• Melanie Ramnauth

In Conversation with Brianna Croft: On Healthcare Innovation and the Future of Aging in Canada


Canada’s aging population and the services available to support this demographic have been topics of importance brought to the forefront by the pandemic. COVID-19 has both revealed the issues within existing healthcare systems and accelerated the process of innovation. We are beginning to see the transition from traditional treatment methods involving in-person care to a more technologic and dynamic approach.

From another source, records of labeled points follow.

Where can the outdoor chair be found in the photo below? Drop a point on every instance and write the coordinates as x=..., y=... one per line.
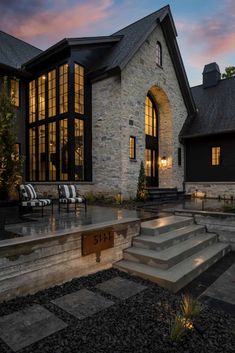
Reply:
x=29, y=198
x=68, y=194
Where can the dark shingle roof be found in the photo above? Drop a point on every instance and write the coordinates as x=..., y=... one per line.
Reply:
x=216, y=109
x=133, y=36
x=14, y=52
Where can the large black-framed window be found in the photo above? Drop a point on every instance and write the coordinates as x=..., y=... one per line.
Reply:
x=215, y=156
x=59, y=136
x=159, y=54
x=132, y=146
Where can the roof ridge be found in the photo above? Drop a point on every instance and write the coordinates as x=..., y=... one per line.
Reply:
x=221, y=80
x=21, y=40
x=140, y=19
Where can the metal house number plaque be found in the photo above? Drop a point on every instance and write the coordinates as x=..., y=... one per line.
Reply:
x=94, y=242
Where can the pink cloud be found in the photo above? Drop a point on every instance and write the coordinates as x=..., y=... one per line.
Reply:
x=56, y=23
x=209, y=39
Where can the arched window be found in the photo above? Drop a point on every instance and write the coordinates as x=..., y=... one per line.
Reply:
x=159, y=54
x=150, y=117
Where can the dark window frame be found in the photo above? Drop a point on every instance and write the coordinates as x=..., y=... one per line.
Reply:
x=71, y=115
x=215, y=157
x=133, y=138
x=159, y=54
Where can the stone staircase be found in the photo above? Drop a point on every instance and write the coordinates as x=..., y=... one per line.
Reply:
x=172, y=251
x=164, y=194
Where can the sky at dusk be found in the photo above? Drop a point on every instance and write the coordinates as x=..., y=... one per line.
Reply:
x=206, y=28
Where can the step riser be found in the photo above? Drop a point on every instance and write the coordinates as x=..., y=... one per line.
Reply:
x=159, y=263
x=167, y=228
x=175, y=287
x=139, y=243
x=195, y=273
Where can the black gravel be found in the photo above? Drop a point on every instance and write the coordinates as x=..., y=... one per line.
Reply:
x=138, y=324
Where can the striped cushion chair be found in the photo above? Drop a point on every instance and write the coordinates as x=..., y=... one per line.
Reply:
x=29, y=198
x=68, y=194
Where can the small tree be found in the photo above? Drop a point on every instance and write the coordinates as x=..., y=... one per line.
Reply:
x=10, y=162
x=141, y=187
x=229, y=72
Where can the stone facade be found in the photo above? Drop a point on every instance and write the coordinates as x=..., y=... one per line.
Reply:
x=33, y=263
x=118, y=112
x=212, y=189
x=116, y=101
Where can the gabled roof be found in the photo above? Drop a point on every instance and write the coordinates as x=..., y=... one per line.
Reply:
x=216, y=110
x=133, y=36
x=14, y=52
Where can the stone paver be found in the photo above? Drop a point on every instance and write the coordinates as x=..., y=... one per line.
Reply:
x=82, y=303
x=224, y=287
x=22, y=328
x=120, y=287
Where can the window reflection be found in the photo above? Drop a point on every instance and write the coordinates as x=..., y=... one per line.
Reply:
x=63, y=86
x=64, y=149
x=52, y=150
x=52, y=93
x=79, y=149
x=79, y=89
x=41, y=97
x=15, y=92
x=32, y=101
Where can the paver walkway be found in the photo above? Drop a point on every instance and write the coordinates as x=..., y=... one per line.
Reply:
x=23, y=328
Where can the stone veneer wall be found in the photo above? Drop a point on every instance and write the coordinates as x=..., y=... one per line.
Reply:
x=212, y=189
x=29, y=264
x=120, y=99
x=138, y=77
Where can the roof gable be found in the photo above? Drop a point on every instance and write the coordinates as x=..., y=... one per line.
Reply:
x=215, y=110
x=14, y=52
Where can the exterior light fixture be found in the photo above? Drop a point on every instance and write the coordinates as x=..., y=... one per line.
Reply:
x=163, y=162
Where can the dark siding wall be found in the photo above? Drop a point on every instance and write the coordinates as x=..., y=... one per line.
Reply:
x=198, y=158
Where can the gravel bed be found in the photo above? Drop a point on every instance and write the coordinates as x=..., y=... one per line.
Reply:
x=138, y=324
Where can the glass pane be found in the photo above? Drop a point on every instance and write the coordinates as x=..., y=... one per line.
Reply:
x=52, y=150
x=15, y=93
x=42, y=152
x=148, y=163
x=79, y=149
x=41, y=97
x=79, y=89
x=63, y=86
x=32, y=101
x=150, y=118
x=64, y=149
x=52, y=93
x=32, y=154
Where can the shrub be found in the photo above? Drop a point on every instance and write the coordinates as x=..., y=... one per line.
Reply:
x=191, y=308
x=142, y=192
x=177, y=329
x=10, y=163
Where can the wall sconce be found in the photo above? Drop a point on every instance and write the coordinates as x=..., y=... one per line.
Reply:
x=163, y=162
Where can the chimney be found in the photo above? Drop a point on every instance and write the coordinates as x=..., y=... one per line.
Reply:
x=211, y=75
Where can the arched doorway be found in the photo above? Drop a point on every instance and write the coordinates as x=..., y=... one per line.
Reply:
x=151, y=141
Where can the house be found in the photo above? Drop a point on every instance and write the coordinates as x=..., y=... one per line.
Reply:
x=209, y=137
x=91, y=109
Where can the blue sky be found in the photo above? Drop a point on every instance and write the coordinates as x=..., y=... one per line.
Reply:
x=206, y=29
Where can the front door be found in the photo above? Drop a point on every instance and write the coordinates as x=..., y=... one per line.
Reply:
x=151, y=142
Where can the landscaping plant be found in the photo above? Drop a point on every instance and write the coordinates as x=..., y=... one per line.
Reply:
x=10, y=163
x=177, y=329
x=191, y=308
x=142, y=192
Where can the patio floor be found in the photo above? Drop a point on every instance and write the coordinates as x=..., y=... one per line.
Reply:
x=60, y=223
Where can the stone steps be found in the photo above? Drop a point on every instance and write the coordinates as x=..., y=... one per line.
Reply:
x=172, y=251
x=163, y=241
x=171, y=256
x=165, y=224
x=183, y=273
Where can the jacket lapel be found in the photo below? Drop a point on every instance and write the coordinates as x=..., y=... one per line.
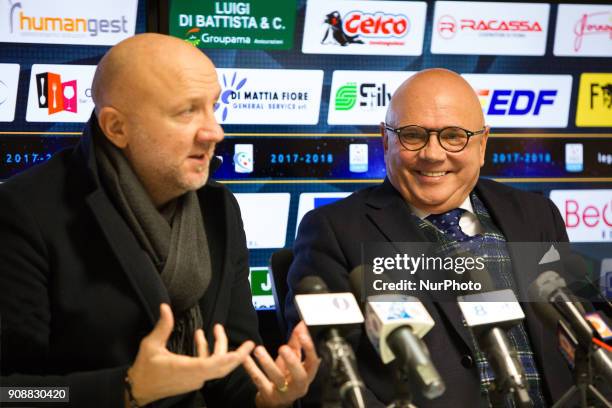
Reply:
x=392, y=216
x=507, y=214
x=213, y=210
x=140, y=271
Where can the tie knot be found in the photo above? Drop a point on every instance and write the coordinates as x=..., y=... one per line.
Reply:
x=448, y=222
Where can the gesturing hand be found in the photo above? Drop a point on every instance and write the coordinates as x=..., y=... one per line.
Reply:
x=158, y=373
x=287, y=378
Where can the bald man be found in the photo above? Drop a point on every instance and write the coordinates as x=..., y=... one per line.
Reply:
x=434, y=140
x=121, y=261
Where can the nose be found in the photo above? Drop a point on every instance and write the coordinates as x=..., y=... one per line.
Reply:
x=433, y=152
x=209, y=131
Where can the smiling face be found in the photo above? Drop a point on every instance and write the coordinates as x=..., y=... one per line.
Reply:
x=164, y=120
x=433, y=179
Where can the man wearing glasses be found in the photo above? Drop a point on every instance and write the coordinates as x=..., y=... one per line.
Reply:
x=434, y=139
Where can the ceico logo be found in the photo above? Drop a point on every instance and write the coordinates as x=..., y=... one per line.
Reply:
x=587, y=213
x=364, y=27
x=583, y=30
x=362, y=97
x=490, y=28
x=594, y=100
x=9, y=81
x=530, y=101
x=67, y=21
x=60, y=93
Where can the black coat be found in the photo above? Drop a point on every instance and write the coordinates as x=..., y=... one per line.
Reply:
x=329, y=245
x=78, y=293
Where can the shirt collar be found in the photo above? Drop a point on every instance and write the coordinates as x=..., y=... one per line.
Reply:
x=466, y=205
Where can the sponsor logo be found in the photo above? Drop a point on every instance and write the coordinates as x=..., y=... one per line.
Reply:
x=606, y=277
x=55, y=95
x=588, y=26
x=531, y=101
x=587, y=213
x=490, y=28
x=243, y=158
x=447, y=26
x=364, y=27
x=310, y=201
x=358, y=158
x=256, y=24
x=9, y=81
x=574, y=161
x=371, y=95
x=261, y=288
x=256, y=210
x=60, y=93
x=583, y=30
x=604, y=158
x=594, y=100
x=248, y=96
x=67, y=21
x=362, y=97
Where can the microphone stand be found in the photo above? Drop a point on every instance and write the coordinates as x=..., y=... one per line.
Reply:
x=401, y=382
x=583, y=377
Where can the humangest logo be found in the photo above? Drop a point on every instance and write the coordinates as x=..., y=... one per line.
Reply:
x=364, y=27
x=583, y=30
x=67, y=21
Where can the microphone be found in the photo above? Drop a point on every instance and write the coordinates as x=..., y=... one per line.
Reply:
x=324, y=313
x=556, y=305
x=395, y=325
x=489, y=315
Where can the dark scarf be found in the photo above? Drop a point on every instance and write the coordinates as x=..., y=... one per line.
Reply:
x=174, y=238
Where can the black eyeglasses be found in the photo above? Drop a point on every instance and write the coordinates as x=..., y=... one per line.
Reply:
x=452, y=139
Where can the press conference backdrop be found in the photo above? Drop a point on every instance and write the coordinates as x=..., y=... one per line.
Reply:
x=305, y=84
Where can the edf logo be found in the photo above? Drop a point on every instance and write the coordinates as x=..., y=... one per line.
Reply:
x=516, y=102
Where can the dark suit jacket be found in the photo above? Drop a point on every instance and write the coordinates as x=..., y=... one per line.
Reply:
x=329, y=245
x=78, y=293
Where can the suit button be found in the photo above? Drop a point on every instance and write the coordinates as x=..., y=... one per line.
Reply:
x=467, y=361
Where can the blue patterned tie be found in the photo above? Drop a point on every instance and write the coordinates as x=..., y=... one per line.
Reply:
x=448, y=223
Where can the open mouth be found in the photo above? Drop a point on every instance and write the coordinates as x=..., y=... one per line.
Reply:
x=432, y=173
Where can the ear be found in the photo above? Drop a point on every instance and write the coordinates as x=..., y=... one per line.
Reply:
x=385, y=138
x=483, y=144
x=113, y=124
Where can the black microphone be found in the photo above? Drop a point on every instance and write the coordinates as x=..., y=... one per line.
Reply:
x=555, y=304
x=324, y=313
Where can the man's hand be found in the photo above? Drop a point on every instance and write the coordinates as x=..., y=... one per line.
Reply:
x=157, y=373
x=287, y=378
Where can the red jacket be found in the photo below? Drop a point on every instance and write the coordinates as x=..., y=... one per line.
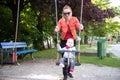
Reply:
x=73, y=24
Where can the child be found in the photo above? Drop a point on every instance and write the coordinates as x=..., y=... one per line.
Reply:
x=69, y=46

In our March installment of the 2020-2021 Speaker Series, we had the chance to hear from former UTIHI member and healthcare innovator, Brianna Croft. Brianna is a Program Manager on the Futures team at SE Health (formerly “Saint Elizabeth Healthcare”), a major national senior aging and home care company. Brianna leads SE Health's projects with the CAN Health Network, a national partnership comprised of leading Canadian Health organizations and health technology companies across Canada. Her various projects focus on creating the next practices and business models through innovation.


In this written interview, Brianna shares the challenges, opportunities, and successes that arise when innovating in the aging and elderly healthcare space. We examine novel methods in delivering care that provides more autonomy and access to resources within one’s own quarters. Additionally, Brianna takes us through how her team is working to re-conceptualize senior housing, restructure the care workforce and transform health (care) as we know it.


Please enjoy this interview!


Special thanks to our sponsor, BeMo Academic Consulting, for making projects like the Speaker Series possible.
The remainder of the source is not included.